Normal People is about Marianne and Connell, whose relationship we see develop throughout high school and past university. The New York Times describes it as “moving and emotionally wrecking, in the best way,” with which I couldn’t agree more. The ups and downs of this love story had me at the heartstrings, and when the Hulu mini series about it aired, I definitely binged it in less than 24 hours. 


Conversations with Friends is about a messily interconnected group of four: Frances and Bobbi, two university students that are exes yet best friends, and Melissa and Nick, a married couple in their thirties. Without spoiling too much, Melissa develops a fondness for Bobbi, so bitter Frances develops a crush on Nick, and the novel follows the four navigating this love square. The title is quite self-reflecting, as it tackles the characters’ questions of: What is a friend? What is a conversation? And why do the answers to those two prior questions mean anything? I think the biggest takeaway was that these conversations with friends might seem trivial in the moment, but that they mean everything retrospectively.


Beautiful World, Where are You is about another group of four, but this time less messily interconnected. Alice, a successful writer, and Eileen, a struggling editor, are best friends from university, and the book follows an exchange of life update emails, discussing their respective love interests of Simon and Felix. Alice and Eileen are smart, well-read, and witty, and surely discuss more than just Simon and Felix, such as current events, career changes, the existential crisis that comes with approaching 30 years old as a woman. But it always seems to come down to their relationships. 

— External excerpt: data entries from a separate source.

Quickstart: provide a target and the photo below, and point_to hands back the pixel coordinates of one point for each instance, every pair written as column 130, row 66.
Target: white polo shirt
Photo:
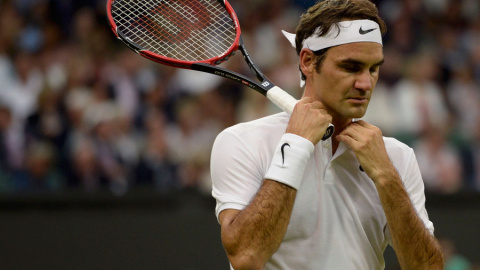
column 337, row 220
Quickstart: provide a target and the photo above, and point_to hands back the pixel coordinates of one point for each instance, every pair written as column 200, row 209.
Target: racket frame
column 264, row 86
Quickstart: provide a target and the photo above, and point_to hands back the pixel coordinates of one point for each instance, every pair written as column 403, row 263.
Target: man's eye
column 351, row 68
column 374, row 70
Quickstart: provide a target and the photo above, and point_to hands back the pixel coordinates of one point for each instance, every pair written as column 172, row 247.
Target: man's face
column 345, row 80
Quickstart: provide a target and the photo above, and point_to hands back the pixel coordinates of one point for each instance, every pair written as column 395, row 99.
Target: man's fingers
column 346, row 139
column 353, row 130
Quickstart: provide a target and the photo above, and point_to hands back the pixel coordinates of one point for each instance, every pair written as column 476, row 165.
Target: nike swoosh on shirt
column 363, row 32
column 283, row 154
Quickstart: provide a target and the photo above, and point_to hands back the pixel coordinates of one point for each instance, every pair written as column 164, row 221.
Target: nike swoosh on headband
column 363, row 32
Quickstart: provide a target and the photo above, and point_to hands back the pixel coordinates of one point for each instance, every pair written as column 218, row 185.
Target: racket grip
column 287, row 103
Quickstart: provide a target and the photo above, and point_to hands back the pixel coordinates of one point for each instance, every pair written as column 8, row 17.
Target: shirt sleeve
column 413, row 183
column 235, row 170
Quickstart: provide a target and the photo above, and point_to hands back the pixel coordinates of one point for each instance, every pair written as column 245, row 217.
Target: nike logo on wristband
column 283, row 155
column 363, row 32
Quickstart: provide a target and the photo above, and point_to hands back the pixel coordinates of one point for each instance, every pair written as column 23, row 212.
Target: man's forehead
column 359, row 51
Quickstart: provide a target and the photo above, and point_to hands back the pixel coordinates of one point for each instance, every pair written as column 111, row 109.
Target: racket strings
column 188, row 30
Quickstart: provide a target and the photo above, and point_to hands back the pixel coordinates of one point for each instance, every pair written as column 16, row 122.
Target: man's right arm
column 251, row 236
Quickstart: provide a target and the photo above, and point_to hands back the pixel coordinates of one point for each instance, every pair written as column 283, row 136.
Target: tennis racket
column 191, row 34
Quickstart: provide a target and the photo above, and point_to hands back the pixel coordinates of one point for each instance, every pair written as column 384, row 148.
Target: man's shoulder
column 396, row 148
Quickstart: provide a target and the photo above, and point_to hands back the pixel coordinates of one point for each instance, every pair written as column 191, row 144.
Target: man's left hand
column 367, row 143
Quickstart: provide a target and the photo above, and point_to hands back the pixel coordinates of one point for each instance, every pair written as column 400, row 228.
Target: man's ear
column 307, row 62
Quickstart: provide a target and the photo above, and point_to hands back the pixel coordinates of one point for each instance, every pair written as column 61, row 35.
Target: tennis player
column 287, row 200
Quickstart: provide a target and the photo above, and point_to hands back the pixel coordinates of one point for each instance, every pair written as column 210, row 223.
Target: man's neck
column 340, row 125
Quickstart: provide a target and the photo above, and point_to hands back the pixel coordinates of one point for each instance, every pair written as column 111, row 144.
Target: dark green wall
column 144, row 230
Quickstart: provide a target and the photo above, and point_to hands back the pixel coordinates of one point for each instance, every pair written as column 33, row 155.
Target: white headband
column 346, row 32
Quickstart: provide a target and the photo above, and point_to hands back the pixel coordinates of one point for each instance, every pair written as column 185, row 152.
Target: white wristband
column 290, row 160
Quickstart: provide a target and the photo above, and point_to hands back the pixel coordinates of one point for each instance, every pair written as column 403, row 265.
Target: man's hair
column 326, row 14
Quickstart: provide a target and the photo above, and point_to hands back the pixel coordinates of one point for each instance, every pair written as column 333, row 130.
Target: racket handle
column 286, row 102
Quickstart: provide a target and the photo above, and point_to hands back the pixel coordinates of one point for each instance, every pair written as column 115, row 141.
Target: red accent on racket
column 191, row 34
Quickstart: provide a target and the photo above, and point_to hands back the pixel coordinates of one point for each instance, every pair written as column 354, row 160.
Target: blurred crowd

“So of course in the midst of everything, the state of the world being what it is, humanity on the cusp of extinction, here I am writing another email about sex and friendship. What else is there to live for? Love always, Alice.” (p. 146)


And the title is perfect. The lack of question mark demonstrates that when the characters, as well as Rooney, ask where the “beautiful world” is, they are asking rhetorically. They are not expecting a genuine answer because they know it does not exist; the world, on the surface, is ugly, full of hate and inequality and suffering. The beauty lies in the nuance of relationships. 


I find these novels so refreshing. They give worth and meaning to relationships, both platonic and romantic, in a way that modern feminism oftentimes leaves out. They provide painfully relatable characters to those who are trying to understand their place in this world. They dive into class issues, politics, sexuality, and religion in a way that sparks empathy and discussion, rather than division and self-righteousness. They honor the multi-faceted magnificence of human emotion. 


These takeaways may feel intuitive, but to many, and to me, it is freeing to read the perspective that a fulfilling life need not be defined by having some massive impact on the world, but rather be defined by surrounding yourself with love. So thank you, Sally Rooney, for the best (albeit only) three books I have read this past year.